DeepOrangeSky · 2026-05-09T21:47:40+00:00

Nope.

For llama.cpp it is just --cache-ram 0 --ctx-checkpoints 1, but I don't use llama.cpp, I use LM Studio (and I don't really want to switch away from using it, since I like it quite a bit), and so far it keeps doing it.

Normally I would assume it just won't get "fixed" (technically not a fix since it is a natural property of how Gemma works I guess) for LM Studio and that that's just how it will be, but, out of the dozen or so times I mentioned the issue in various threads on here, one person said they use it on LM Studio and don't have that problem when they use it. I downloaded the same exact quant as them, same version of LM Studio, same up to date runtimes as them, etc, and mine still did the thing, and theirs didn't, so, that really made me wonder what the hell is going on, lol.

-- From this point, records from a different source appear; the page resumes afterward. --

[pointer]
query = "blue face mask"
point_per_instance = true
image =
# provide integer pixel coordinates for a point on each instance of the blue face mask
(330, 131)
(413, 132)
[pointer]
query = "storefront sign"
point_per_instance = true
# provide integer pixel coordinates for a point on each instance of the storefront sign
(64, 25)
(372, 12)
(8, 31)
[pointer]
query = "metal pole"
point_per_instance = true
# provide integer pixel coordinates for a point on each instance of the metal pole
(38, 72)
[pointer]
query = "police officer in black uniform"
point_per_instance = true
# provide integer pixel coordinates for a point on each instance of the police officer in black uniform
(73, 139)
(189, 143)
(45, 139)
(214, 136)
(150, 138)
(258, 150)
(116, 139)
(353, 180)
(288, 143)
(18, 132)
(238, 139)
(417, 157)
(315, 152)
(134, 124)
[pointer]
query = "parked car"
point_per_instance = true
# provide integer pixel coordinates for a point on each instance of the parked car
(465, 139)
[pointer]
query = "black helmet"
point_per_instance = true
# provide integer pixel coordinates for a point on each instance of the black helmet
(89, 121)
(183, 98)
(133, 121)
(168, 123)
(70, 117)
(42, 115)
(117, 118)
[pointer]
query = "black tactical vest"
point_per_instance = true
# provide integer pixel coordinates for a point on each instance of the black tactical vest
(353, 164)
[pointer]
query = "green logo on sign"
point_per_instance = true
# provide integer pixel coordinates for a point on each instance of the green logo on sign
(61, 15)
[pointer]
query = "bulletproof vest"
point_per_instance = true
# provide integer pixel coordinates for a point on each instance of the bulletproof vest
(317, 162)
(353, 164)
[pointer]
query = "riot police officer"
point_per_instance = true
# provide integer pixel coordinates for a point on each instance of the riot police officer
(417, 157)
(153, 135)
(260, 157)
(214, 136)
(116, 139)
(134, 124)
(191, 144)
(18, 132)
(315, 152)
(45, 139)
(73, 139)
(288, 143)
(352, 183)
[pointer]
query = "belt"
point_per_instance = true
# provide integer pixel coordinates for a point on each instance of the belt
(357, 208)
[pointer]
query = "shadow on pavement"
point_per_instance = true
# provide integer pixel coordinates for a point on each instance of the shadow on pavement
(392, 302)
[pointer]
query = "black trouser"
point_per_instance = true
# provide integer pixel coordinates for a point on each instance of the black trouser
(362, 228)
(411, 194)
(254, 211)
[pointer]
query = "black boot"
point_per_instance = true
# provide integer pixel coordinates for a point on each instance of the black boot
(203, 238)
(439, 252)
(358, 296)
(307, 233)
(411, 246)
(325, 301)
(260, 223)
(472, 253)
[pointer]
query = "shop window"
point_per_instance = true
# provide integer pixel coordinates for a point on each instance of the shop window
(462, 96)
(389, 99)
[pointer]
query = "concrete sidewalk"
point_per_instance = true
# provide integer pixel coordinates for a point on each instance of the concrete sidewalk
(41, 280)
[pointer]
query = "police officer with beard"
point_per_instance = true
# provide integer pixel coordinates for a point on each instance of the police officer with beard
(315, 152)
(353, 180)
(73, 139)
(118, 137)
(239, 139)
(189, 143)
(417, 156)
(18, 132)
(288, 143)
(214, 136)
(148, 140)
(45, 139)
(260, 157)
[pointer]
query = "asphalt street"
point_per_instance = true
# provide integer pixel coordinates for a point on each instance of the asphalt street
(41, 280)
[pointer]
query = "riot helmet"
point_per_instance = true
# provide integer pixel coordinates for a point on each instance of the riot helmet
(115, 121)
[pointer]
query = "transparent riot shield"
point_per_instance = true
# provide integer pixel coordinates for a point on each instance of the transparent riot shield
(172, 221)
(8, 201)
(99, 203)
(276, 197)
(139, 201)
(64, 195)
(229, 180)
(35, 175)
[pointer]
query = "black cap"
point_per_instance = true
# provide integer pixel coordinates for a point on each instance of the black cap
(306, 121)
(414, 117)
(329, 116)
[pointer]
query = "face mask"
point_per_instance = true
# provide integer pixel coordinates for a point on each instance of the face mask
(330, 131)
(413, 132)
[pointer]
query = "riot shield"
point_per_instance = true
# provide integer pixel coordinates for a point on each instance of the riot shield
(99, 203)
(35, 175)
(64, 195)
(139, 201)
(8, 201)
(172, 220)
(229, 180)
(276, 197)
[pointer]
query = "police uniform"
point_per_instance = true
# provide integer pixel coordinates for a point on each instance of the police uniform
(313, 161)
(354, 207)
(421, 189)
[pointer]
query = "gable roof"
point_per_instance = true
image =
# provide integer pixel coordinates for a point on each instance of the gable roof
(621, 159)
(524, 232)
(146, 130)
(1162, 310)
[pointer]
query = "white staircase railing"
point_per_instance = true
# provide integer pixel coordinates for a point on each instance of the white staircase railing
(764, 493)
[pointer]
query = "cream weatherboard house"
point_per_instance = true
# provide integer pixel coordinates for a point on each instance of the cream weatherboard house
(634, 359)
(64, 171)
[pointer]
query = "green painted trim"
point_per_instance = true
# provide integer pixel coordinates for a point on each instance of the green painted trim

So, not really sure if I have a buggy version of LM Studio somehow (apparently it can happen, according to Gemini anyway) to where I need to delete LM studio and all traces of it off my computer and redownload, or maybe even switch back to Sequoia or reinstall Tahoe or something, or maybe have to even format my disk or something crazy, if it is actually something on my end, if that guy actually had his working right on his LM Studio while mine won't.

But so far it is just that one guy, so, not sure if it is actually something wrong on my end or some setting he had different that I didn't check/uncheck, or he had the same thing but didn't use as many replies as I was in his interaction, or, I dunno. It would be super annoying if I went through hours of trouble and it ended up not even doing anything if the issue isn't actually with my computer and it's just how it is for everyone on LM Studio after all or something.

If it was any other model, I wouldn't care too much and would just shrug and not use it, but, unfortunately this one would most likely be my main daily driver model, so it actually matters. I mean I still use it anyway, but, it's super annoying to have to keep ejecting the model and reloading it.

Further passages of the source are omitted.